As the shipper, you are the responsible party for the packing and loading of your cargo into the shipping container(s) it will be transported in.
While you have the freedom and flexibility to pack and load your cargo as you see fit, you should be aware of proper loading practices.
Improper loading of cargo can lead to damage of your goods. Customs may examine your container if an x-ray shows improper and unprofessional loading as it may be a sign of concealing unusual items. This will cause an intensive exam of your shipment which may cause additional delays and significant expenses.
Household and Personal Effects Shippers should be especially carefully with loading since they have less experience with proper loading practices.
Key factors to consider when loading a container include:
- Weight Distribution
- Space Utilization
- Cargo Variation & Compatibility
Careful planning should be done before the time comes to load your cargo into a container.
There are special laws and regulations that you are responsible for knowing and being in compliance with for the shipping of hazardous materials.
Hazardous materials regulations are in Title 49 of the Code of Federal Regulations, Parts 100-178 and published in the International Maritime Dangerous Goods Code.
Container Loading Guidelines 2
1. Weight Distribution – The weight of your cargo should be evenly spread over the entire area of the container’s floor.
If the weight of your cargo is densely concentrated, distribute its weight with bedding.
You may not exceed the maximum mass/weight capacity of a container (Payload) with the cargo you load into it.
Rating – Tare = Payload
(See Glossary Below for more details)
2. Space Utilization – Use the whole space of the container, wall to wall, filling empty spaces with dunnage.
Packing a container tightly will help keep cargo secured in place so it does not move around and become damaged. Straps may also be used to secure cargo.
Example: Do not stack cargo all the way to the top in the back half of a container, but load over the entire area of the floor in the bottom half of the container.
Important Note: Do not put direct pressure on container doors. Utilize a proper fence or gate if needed.
3. Cargo Variation & Compatibility – Careful attention must be paid to the stowage of varying items in a shipping container.
Weight, size, density, and properties such as solid or liquid, and even odors of commodities are factors to be considered when loading your cargo into a container.

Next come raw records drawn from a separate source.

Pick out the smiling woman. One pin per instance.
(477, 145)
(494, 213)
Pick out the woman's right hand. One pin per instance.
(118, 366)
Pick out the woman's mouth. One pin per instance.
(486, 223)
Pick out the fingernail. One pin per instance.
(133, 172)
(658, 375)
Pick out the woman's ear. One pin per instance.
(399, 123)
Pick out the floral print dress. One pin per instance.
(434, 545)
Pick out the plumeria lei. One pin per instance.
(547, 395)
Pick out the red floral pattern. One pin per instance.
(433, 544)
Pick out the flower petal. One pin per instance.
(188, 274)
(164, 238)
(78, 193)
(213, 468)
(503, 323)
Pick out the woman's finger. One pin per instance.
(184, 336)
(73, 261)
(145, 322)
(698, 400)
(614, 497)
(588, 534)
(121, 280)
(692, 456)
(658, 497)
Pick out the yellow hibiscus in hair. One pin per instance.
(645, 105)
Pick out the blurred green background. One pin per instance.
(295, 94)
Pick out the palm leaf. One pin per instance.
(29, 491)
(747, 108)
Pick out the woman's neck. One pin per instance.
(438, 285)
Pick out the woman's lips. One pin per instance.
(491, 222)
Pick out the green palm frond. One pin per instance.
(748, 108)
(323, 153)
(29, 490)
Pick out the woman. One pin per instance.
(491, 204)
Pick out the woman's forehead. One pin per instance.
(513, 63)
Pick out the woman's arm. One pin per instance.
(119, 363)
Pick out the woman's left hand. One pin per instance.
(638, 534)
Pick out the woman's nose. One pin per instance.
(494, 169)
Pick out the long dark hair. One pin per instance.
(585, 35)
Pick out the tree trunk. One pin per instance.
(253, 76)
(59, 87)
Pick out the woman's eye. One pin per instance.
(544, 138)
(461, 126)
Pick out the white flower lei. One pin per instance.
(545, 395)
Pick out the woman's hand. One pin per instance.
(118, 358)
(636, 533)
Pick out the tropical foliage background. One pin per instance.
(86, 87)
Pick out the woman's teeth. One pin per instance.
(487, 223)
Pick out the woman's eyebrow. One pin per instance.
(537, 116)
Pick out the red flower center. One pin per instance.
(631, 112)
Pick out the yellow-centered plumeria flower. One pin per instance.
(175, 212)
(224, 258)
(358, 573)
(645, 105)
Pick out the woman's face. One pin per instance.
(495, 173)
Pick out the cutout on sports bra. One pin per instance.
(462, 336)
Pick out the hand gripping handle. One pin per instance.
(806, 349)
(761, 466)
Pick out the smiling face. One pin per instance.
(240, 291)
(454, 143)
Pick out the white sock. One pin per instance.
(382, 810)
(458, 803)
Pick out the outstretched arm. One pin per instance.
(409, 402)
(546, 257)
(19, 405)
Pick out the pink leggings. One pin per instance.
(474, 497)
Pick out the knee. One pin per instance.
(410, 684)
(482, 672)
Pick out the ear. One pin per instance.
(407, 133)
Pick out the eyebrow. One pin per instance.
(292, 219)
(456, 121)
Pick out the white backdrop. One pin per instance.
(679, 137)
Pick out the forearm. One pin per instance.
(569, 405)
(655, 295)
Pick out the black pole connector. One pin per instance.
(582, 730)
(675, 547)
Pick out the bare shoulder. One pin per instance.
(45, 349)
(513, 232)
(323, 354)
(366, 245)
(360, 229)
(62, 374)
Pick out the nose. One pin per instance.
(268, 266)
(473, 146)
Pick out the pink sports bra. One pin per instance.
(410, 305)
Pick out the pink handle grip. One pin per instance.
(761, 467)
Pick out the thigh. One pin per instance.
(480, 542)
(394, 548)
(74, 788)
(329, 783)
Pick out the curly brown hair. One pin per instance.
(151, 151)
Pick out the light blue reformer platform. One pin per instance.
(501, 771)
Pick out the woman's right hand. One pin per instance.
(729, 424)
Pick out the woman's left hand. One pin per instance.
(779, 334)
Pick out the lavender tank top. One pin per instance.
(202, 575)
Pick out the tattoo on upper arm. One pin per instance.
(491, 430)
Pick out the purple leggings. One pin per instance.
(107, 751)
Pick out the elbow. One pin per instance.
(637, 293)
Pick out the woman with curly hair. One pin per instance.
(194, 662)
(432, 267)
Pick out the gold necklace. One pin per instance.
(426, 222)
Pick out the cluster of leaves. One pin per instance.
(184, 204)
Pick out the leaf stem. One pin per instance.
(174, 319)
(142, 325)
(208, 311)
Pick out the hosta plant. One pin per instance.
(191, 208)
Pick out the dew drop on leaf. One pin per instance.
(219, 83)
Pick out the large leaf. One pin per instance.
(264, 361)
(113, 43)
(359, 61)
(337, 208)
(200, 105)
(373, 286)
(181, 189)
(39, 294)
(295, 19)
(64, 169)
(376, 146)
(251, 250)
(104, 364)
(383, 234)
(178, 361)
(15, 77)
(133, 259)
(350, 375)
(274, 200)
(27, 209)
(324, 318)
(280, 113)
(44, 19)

Container Loading Guidlines 3Even dense “hard to damage” commodities can be damaged if loaded improperly.
Heavier items should never be loaded above items of lesser weight for risk of crushing.
High-density packages loaded next to low-density packages also create risks of crushing or otherwise damaging cargo.
Container Loading Guidlines 4Cushioning material should be placed between items and dunnage used to fill voids to prevent movement and chafing damage.
Containers of wet goods should not be loaded above dry cargo. If dry and wet cargo are loaded on the same level, dunnage should be used to raise dry cargo off the ground to prevent damage in the event of leakage.
Note: When stacking, cargo tiers should be made level.
Dunnage – loose materials used to support and protect cargo in a ship’s hold; also: padding in a shipping container (Merriam-Webster)
FEU – forty-foot equivalent unit. Method of measuring vessel load or capacity, in units of forty-foot long containers.
Payload – the maximum permitted mass or weight of cargo for a container, including the dunnage and cargo securement arrangements that are not associated with the container in its normal operating condition; equivalent to Tare subtracted from Rating.
Rating – the maximum gross mass or weight of a container plus its contents. For TEU (20’ dry container), the rating is 24,000 kgs or 52,900 lbs. For FEU (40’ dry container) the rating is 30,480 kgs or 67,200 lbs.
Tare – the mass or weight of empty container; also called: Tare Mass and Tare Weight. A 20′ dry cargo container may weigh 1,800 kgs – 2,400 kgs; a 40′ dry cargo container may weigh 2,800 kgs – 4,000 kgs, and a 40′ high cube dry cargo container may weigh 3,900 kgs. to 4,200 kgs.
TEU – twenty-foot equivalent unit. Method of measuring vessel load or capacity, in units of containers that are twenty feet long. A 40’ long container measures 2 TEUs.